We continue to disagree with ECRI's Lakshman Achuthan, who is trying too hard to be the media leader for the no-second-dip consensus economic expectation with his continued forecast of a sustainable economic recovery, albeit "sluggish," as he stated in his CNBC interview this morning.
The first four .gif file charts illustrate how the economy is continuing to perform as we expect from a leading indicator point of view: falling back into the second dip of a severe, multi-dip, US-led, global business cycle contraction.
To put that forecast in context of our longwave expectations, the fifth attached .gif file chart that summarizes our SMECT-based multiple-recession expectation for this deflationary economic BAAC Supercycle bear market period, or K-cycle winter. I more than welcome feedback on this new chart.
We also disagree with a Wall Street venerated economist, Ed Hyman, who is quoted as saying: "ISI Group Chairman Ed Hyman believes that gross domestic product should grow by 3 percent to 4 percent in the fourth quarter, thanks in part to the home mortgage refinancing boom and the delayed impact of repeated interest-rate cuts." http://www.naplesnews.com/02/09/business/d826043a.htm
We have followed Ed Hyman's work for decades. He's an economic trend follower, so that his constant short term adjustments put him ahead of most economists most of the time, but he has lagged every economic peak and trough even though his short term approach beat most all of them.
For example, he did not predict the latest recession in advance, but he closely followed its development and thus his recession call and forecast beat most other economists, but not all of them. He and his staff have little idea of the bigger picture or what's coming down the pike several quarters in advance, to which criticism he would agree because Wall Street won't pay them to make, much less stick with, such "long term" economic forecasts.
They prefer the up-and-down weekly and monthly tracking and forecast changes as it readily "accommodates" their need for a high volume of securities transactions, which Wall Street lives on and which generates the soft dollars that fund Hyman and his staff's research. We know - we've been there and done that. Thus, Hyman and his staff do not incorporate any longwave concepts, or what we call Supercycle economic periods, or K-cycle seasons.
Although we agree with his analysis most of the time, when our model differs, it has *always* been more accurate, and not surprisingly that is largely because it incorporates the context of the macro trends or longwave picture.

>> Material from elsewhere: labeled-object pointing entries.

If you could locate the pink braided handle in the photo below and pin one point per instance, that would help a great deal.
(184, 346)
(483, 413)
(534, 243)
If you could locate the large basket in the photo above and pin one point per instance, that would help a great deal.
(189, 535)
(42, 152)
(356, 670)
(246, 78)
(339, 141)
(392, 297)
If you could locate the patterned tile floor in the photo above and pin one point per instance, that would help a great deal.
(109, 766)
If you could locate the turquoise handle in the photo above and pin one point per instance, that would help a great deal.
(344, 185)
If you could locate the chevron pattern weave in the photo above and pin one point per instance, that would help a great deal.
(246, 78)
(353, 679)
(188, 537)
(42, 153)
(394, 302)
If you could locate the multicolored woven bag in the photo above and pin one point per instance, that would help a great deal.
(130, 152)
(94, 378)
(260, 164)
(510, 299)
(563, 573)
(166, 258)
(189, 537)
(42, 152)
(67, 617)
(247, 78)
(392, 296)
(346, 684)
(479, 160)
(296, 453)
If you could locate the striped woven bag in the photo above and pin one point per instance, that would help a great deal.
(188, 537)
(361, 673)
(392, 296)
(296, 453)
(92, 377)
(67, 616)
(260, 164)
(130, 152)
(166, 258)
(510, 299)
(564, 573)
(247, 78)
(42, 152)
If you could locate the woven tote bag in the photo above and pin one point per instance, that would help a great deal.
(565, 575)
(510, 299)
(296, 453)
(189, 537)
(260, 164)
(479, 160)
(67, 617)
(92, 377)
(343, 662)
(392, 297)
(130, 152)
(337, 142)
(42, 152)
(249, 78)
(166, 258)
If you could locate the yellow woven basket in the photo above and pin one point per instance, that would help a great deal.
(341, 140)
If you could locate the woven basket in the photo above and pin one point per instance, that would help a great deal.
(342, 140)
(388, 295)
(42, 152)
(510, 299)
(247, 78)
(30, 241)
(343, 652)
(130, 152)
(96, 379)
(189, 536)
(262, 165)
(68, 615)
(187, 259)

Bottom line: our forecasting model suggests that Hyman is too bullish about fourth quarter GDP growth, and because of his good tracking record, we predict he will downgrade his forecast as the recession's second dip becomes clearly apparent to close observers of the business cycle. In fact, since he is an economic bellwether, our expectations depend on his next several week's reports beginning the process of his downgrading his expectations for fourth quarter GDP growth.